- Date: ~1250–1350
- Place of origin: Worcester Cathedral Priory
- Language: Middle English
- Material: Music Notation

= Worcester Fragments =

The Worcester Fragments are a collection of medieval music associated with Worcester, England.

They are referred to as "fragments" because they no longer exist in one unified manuscript but have been reassembled from sheets used as book-binding material in later centuries.

==History==
The Worcester Fragments were originally created in the late 13th century or early 14th century. The original manuscript was probably broken up in the 1520s, bundled together into several collections of flyleaves that became saved in various books which had historical connections with Worcester. Some collections of fragments have been dated to C.1527–1531.

Parts of what would be later identified as Worcester Fragments were first discovered in 1836. In 1906, The Worcester Cathedral Library was being catalogued, and it was then recognized that these scattered fragments came from the same source. Therefore, it was possible to piece them together. Reconstruction efforts began in 1924. By 1952, all known pieces has been both cataloged and transcribed.

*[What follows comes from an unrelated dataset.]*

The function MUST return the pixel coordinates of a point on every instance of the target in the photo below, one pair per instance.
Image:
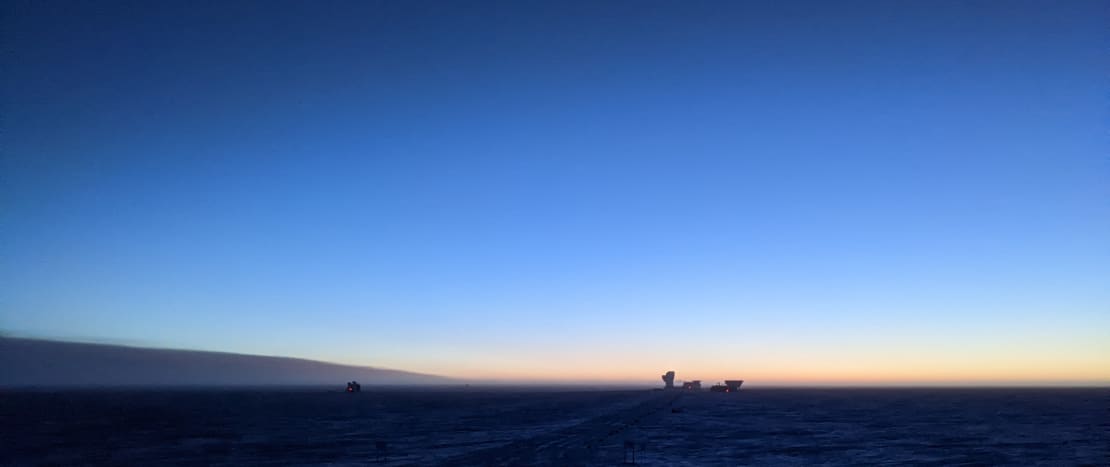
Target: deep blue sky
(811, 191)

The fragments are currently divided among three locations. The Worcester Cathedral Library holds the majority, and the British Library has fragments of four additional leaves. Fifteen other fragments recovered from late-medieval bindings at Worcester Cathedral Priory are housed at the Bodleian Library at Oxford. They are listed as 'Bodleian Library MS. Lat. liturg. d. 20'.

==Composition==
There are about 60 known fragments. Together, they comprise 25 short pieces of vocal music. It is the largest known collection of polyphonic music from the 13th century.

None of the fragments, when played, is longer than five minutes, with some as short as one minute long. They demonstrate a variety of musical forms from the period, including the conductus and motet. Parts of several polyphonic compositions attributed to Willelmus de Winchecumbe are included in the Worcester Fragments.